Blanche Whatley was standing in the kitchen of her Beauregard home on Lee Road 11, trying to coax her dogs in, when Sunday’s storm came ripping through her neighborhood.
“The wind came up, and a window broke out,” she said. “I could hear a vibration. It was kind of like a train, I guess, and I guess it went over the house.”
Whatley and her granddaughter, Emily Scurnopoli, who lives with her, were unharmed by the tornado.
But sheets of tin that once put a roof over their heads were strewn about the neighborhood as friends and family members worked to place a tarp over the roof and help collect debris from the downed trees on the property.
The smell of pine sap hung in the air as a result of the trees that snapped under the force of the storm.

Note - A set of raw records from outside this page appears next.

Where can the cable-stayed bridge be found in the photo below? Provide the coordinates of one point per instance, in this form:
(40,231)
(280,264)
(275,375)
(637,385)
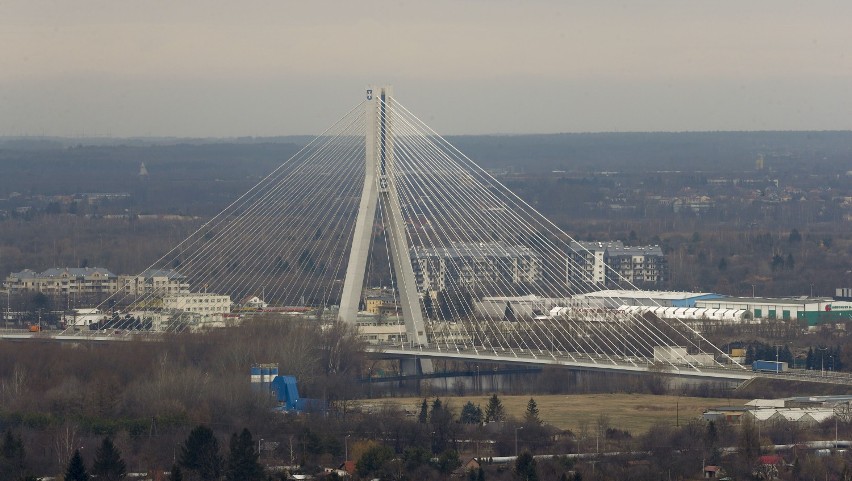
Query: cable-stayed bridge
(458,265)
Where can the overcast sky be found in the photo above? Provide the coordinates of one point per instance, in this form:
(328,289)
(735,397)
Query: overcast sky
(221,68)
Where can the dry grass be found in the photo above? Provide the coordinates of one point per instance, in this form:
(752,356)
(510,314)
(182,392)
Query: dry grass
(631,412)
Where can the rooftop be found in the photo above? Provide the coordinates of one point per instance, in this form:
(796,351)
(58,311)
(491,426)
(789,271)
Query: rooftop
(668,295)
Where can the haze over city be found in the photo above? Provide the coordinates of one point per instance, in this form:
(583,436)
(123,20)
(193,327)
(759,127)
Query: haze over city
(223,69)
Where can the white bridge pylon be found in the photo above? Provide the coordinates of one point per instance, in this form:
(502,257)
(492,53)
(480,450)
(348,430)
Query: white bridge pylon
(380,188)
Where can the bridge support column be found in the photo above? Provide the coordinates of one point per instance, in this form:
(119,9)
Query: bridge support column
(380,187)
(412,366)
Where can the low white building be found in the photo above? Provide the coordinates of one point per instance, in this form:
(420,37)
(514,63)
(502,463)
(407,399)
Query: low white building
(85,317)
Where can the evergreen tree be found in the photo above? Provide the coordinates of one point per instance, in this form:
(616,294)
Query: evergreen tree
(242,461)
(494,410)
(176,474)
(525,467)
(470,414)
(531,415)
(794,237)
(424,413)
(373,459)
(436,408)
(76,470)
(12,457)
(108,463)
(200,453)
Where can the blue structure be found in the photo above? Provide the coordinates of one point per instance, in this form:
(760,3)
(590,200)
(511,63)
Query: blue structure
(286,392)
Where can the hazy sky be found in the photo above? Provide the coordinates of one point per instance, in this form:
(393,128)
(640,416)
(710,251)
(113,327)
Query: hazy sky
(216,68)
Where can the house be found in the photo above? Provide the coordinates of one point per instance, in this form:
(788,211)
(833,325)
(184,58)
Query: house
(253,303)
(712,472)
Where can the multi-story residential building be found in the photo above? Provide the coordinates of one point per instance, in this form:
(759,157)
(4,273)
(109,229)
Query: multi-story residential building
(64,281)
(96,281)
(494,265)
(586,262)
(638,264)
(613,263)
(203,304)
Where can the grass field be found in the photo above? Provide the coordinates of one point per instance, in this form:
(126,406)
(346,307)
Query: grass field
(632,412)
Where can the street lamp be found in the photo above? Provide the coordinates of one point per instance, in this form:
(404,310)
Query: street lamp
(516,440)
(346,448)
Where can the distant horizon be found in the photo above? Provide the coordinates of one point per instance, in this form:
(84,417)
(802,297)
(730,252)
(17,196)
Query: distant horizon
(284,136)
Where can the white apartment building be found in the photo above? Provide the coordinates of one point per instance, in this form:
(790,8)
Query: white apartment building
(202,304)
(487,264)
(58,281)
(611,263)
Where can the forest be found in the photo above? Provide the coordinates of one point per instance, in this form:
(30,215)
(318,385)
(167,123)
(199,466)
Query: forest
(161,404)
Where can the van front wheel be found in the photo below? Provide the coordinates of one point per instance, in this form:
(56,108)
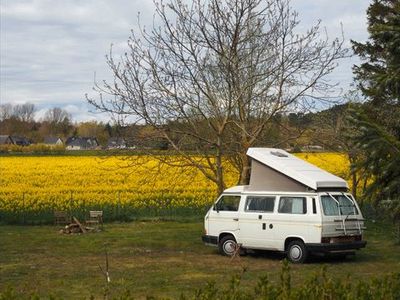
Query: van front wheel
(227,245)
(297,252)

Multiple sheds were knocked down by the gusts, Whatley said, including one that the wind picked up and moved elsewhere in the yard.
“I just knew it was coming in the house,” Whatley said. “But the house is OK. The cars are ok.”
Just up the road, a Lee County Sheriff’s Office patrol car was parked across Lee Road 39. As dusk approached Saturday evening, a deputy told motorists that only first responders were still being allowed on the road at that time.
Beauregard Volunteer Fire Station 3 acted as a triage, where responders brought injured residents, and a staging area was set up and Sanford Middle School, where volunteers rolled in, including disaster response teams from Church of the Highlands and the Tuskegee Lee Baptist Association.
Multiple agencies flocked to Beauregard to aid in immediate recovery Sunday afternoon, including Lee County Emergency Management Agency disaster relief, Lanett Fire and EMS, Smiths Station Fire, Beulah Fire and Rescue, Auburn Police Division, Opelika Police Department, Uchee Creek Volunteer Fire Department and Alabama state troopers.